Inject the secrets once the Runnable was created.

Parameters:secrets (str) – The filepath to the secrets
inject_extensions(self, extensions: Dict[str, str])[source]

Inject extensions to the Runnable

Parameters:extensions (Dict[str, str]) – The extensions
run(self, **kwargs)[source]

Run the runnable.

Each implementation will implement its own logic, with the parameters it needs.

parse(self)[source]

Parse the runnable to determine if it’s able to run. :raises: ParsingExperimentError – In case a parsing error is found.

flambe.runnable.utils

Module Contents
flambe.runnable.utils._contains_path(nested_dict) → bool[source]

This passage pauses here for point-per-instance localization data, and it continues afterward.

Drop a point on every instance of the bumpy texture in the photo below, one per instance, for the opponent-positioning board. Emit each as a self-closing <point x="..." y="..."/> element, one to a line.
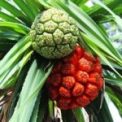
<point x="76" y="80"/>
<point x="54" y="34"/>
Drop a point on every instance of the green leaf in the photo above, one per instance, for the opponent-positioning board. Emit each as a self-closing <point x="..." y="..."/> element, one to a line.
<point x="116" y="99"/>
<point x="7" y="17"/>
<point x="8" y="36"/>
<point x="102" y="115"/>
<point x="15" y="26"/>
<point x="17" y="90"/>
<point x="12" y="76"/>
<point x="78" y="115"/>
<point x="25" y="8"/>
<point x="101" y="54"/>
<point x="34" y="82"/>
<point x="13" y="62"/>
<point x="33" y="6"/>
<point x="68" y="116"/>
<point x="116" y="18"/>
<point x="113" y="78"/>
<point x="4" y="44"/>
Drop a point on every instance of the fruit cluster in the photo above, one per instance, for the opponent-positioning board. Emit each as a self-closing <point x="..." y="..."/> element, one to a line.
<point x="54" y="34"/>
<point x="75" y="80"/>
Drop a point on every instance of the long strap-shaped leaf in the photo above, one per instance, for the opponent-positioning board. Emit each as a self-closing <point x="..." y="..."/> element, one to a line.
<point x="33" y="83"/>
<point x="15" y="26"/>
<point x="32" y="5"/>
<point x="13" y="10"/>
<point x="7" y="17"/>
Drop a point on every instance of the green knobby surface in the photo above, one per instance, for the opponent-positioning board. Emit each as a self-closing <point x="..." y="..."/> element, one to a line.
<point x="54" y="34"/>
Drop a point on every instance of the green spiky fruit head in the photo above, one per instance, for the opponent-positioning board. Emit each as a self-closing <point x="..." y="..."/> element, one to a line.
<point x="54" y="34"/>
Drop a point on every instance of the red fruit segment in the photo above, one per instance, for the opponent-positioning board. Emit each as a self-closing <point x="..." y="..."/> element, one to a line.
<point x="89" y="56"/>
<point x="68" y="82"/>
<point x="64" y="92"/>
<point x="78" y="90"/>
<point x="73" y="105"/>
<point x="100" y="83"/>
<point x="53" y="93"/>
<point x="85" y="65"/>
<point x="75" y="80"/>
<point x="55" y="79"/>
<point x="92" y="91"/>
<point x="68" y="69"/>
<point x="83" y="100"/>
<point x="63" y="103"/>
<point x="81" y="76"/>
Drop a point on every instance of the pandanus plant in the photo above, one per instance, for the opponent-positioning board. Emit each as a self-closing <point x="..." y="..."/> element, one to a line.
<point x="58" y="61"/>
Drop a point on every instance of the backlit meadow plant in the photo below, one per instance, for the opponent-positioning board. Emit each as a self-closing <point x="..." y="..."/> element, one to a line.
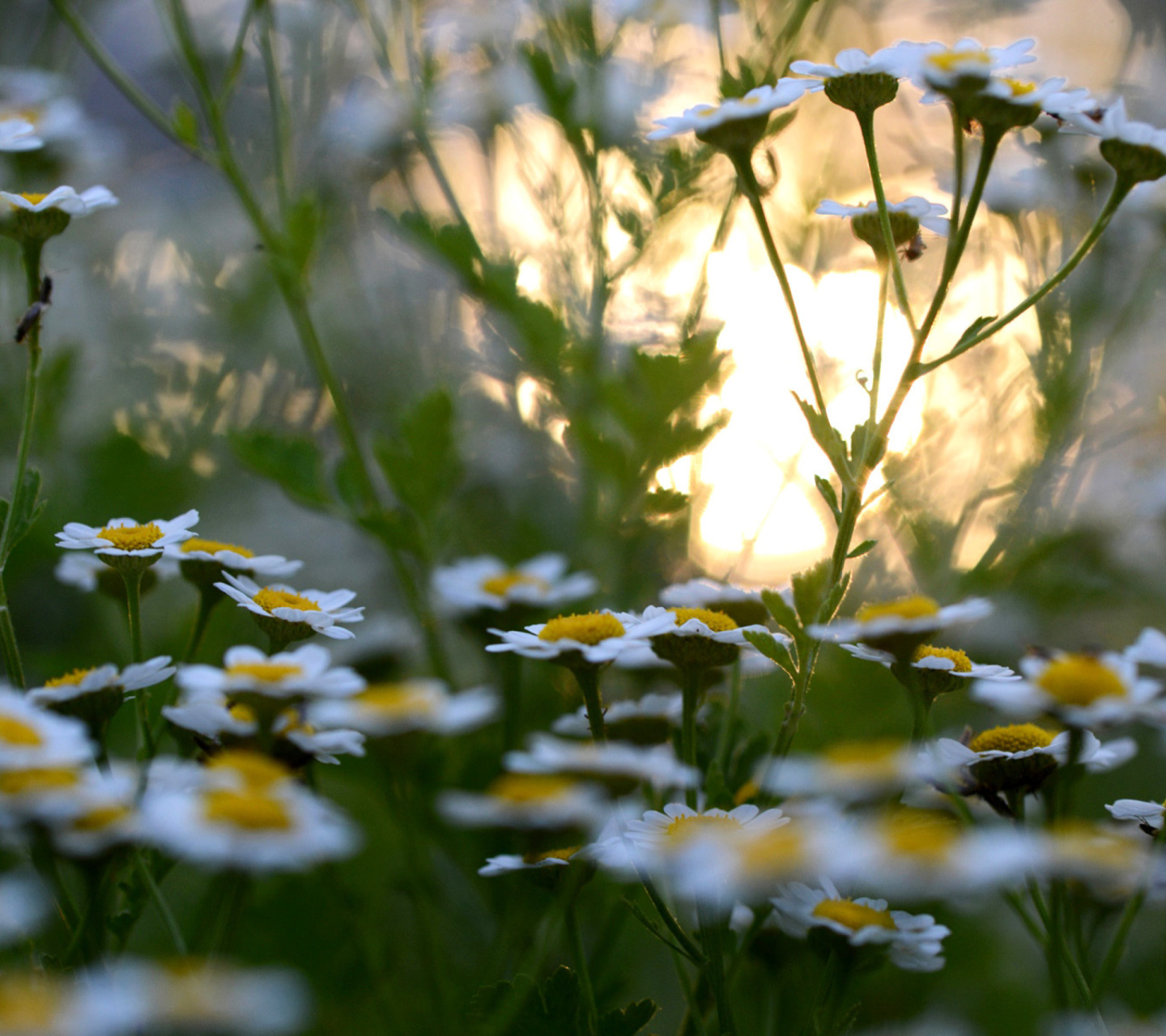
<point x="541" y="776"/>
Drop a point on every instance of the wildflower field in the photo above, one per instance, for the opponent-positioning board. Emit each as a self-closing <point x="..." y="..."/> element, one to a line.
<point x="582" y="518"/>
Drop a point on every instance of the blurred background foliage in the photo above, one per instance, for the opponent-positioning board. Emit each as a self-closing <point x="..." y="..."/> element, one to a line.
<point x="537" y="318"/>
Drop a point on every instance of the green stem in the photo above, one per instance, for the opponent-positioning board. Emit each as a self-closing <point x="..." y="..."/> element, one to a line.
<point x="866" y="124"/>
<point x="752" y="191"/>
<point x="587" y="676"/>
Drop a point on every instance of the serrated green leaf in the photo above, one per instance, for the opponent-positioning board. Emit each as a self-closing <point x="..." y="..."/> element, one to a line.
<point x="292" y="461"/>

Whether the nested dict contains any value that could be a path.

Parameters:nested_dict – The nested dict to evaluate
Returns:
Return type:bool
flambe.runnable.utils.is_dev_mode() → bool[source]

Detects if flambe was installed in editable mode.

For more information: https://pip.pypa.io/en/latest/reference/pip_install/#editable-installs

Returns:
Return type:bool
flambe.runnable.utils.get_flambe_repo_location() → str[source]

Return where flambe repository is located

Returns:The local path where flambe is located
Return type:str
Raises:ValueError – If flambe was not installed in editable mode
flambe.runnable.utils.get_commit_hash() → str[source]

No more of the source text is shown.